Now might be a good time for a presidential address to convey four essential points: First, if you are not vaccinated, you are needlessly putting your life at risk — similar to driving a car without a seat belt. Second, Congress is endangering the public by refusing to fund the administration’s covid response. The president should hammer this home with recalcitrant lawmakers in their home states and districts if needed. Third, tracking case numbers has become meaningless, if not counterproductive. Public health officials should instead be tracking serious cases, deaths and hospital capacity to give people an accurate picture of their health risks. Finally, it is essential to complete trials and approve vaccinations for children under 5, thereby protecting their health and alleviating parents of the need to abide by excessive restrictions.

Jha conceded on Tuesday that the goal is not to ensure that no one is infected with the coronavirus, but rather to prevent people from becoming seriously sick. Continuing to fear infections among healthy and fully vaccinated adults is irrational.
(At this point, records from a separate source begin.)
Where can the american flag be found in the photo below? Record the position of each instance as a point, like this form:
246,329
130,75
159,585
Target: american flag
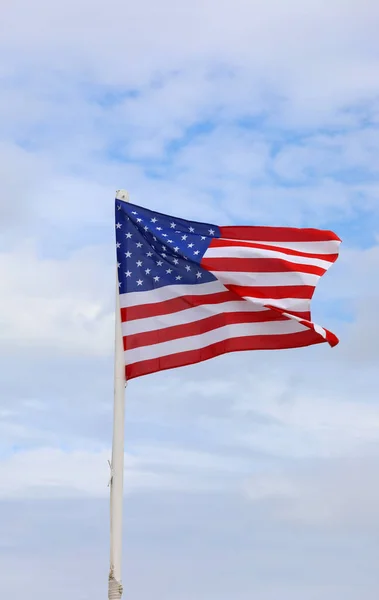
191,291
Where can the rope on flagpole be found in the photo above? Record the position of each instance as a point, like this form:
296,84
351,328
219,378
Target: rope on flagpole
115,588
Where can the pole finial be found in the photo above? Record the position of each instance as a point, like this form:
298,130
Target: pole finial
122,195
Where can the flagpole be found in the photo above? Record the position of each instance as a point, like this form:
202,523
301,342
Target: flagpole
117,464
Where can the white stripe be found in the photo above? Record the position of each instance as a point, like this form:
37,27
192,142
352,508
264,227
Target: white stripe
267,279
330,247
191,315
292,304
206,339
169,292
249,252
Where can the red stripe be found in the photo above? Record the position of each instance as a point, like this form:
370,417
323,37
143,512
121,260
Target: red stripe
258,265
184,302
277,234
199,327
264,342
304,292
156,309
224,243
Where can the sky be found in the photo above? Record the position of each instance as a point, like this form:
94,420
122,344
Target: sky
252,475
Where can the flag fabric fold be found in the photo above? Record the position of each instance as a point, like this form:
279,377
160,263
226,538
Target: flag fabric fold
191,291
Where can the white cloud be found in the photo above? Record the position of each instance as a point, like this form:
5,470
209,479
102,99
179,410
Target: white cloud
62,304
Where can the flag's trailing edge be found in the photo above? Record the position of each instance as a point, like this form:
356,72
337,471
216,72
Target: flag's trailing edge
191,291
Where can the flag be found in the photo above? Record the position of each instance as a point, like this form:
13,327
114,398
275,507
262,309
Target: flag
191,291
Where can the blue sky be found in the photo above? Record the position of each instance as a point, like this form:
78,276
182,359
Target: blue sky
253,474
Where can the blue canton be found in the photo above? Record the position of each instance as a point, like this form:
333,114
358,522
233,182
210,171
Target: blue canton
155,250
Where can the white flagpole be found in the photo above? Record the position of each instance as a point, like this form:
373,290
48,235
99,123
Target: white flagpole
117,464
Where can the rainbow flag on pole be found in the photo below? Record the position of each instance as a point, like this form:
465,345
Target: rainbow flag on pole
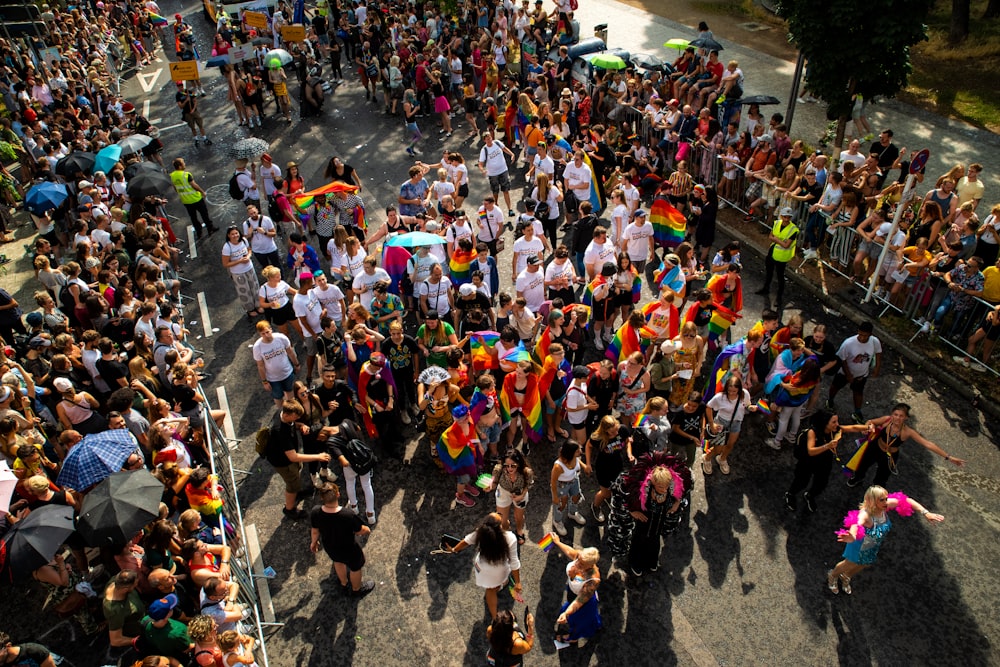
669,224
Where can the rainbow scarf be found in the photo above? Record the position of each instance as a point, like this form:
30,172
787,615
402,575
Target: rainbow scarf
456,451
481,346
461,266
550,374
627,340
306,199
669,224
531,406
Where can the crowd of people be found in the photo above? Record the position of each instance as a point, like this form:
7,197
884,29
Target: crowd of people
608,353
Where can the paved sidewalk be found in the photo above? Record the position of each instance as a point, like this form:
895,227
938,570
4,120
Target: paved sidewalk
949,141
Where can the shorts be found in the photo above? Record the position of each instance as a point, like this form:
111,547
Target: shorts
353,558
280,316
505,499
291,475
500,182
281,387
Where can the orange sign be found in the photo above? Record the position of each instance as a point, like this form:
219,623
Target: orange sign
185,70
255,20
293,33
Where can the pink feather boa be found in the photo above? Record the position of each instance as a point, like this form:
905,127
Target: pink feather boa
676,487
903,508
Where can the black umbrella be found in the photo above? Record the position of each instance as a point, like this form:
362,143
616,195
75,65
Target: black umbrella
706,43
147,183
759,99
77,161
117,508
33,541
Universal mask mandates and closures of schools and other facilities at this point will only erode public faith in the health-care system.

Once she has completed her isolation, Harris will be the ideal person to carry this message. Because she is fully vaccinated, her infection is an inconvenience, not a threat to her health. If she had become ill, she would have had access to antiviral medications — which all Americans must be able to access. Congress needs to move promptly to make that a reality.

Americans can breathe a sigh of relief — if not celebrate — that the vast majority of the country need not fear death or serious illness — especially if lawmakers and scientists reviewing vaccines for children do their jobs. That’s no small accomplishment.